Le projet de construction d’une mosquée non loin du site des attentats du 11-Septembre aura une influenc certaine sur les prochaines élections de mi-mandat.

À deux mois des élections de mi-mandat, la controverse suscitée par la construction d’un centre islamique à 300 m de Ground Zero, le site des attentats du 11 septembre, à New York, est devenue un enjeu politique.
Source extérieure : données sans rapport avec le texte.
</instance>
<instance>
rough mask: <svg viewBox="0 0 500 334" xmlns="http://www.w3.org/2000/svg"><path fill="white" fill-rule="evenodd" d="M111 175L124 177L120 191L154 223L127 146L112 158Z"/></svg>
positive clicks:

Porté par Cordoba Initiative, l’association de l’imam new-yorkais Feisal Abdul Rauf, fervent partisan du rapprochement entre les mondes musulman et occidental et propriétaire des lieux, le projet de Maison de Cordoue – un complexe de douze étages, comprenant une mosquée, une bibliothèque, un gymnase, une piscine, etc. – est soutenu par la municipalité et le maire de New York, Michael Bloomberg. Il a été approuvé à une large majorité par le conseil de quartier de Manhattan et validé, début août, par l’agence du patrimoine de la ville.

Alors que la polémique s’essoufflait, elle a été ravivée le 20 août par Barack Obama, qui intervenait pour la première fois dans ce dossier explosif en rappelant son attachement à la liberté de culte, garantie par la Constitution. Médias et sondeurs s’engouffrent dans la brèche : un Américain sur cinq est persuadé qu’Obama est musulman, 68 % sont hostiles au projet… Le 22 août, deux groupes de manifestants s’affrontent par bannières interposées, de part et d’autre de l’immeuble de la discorde, symbole de tolérance pour les uns, de la victoire du terrorisme pour les autres. L’occasion rêvée pour la branche populiste du Parti républicain de lancer son plan de campagne : surfer sur l’islamophobie ambiante jusqu’en novembre pour détrôner la majorité démocrate au Congrès.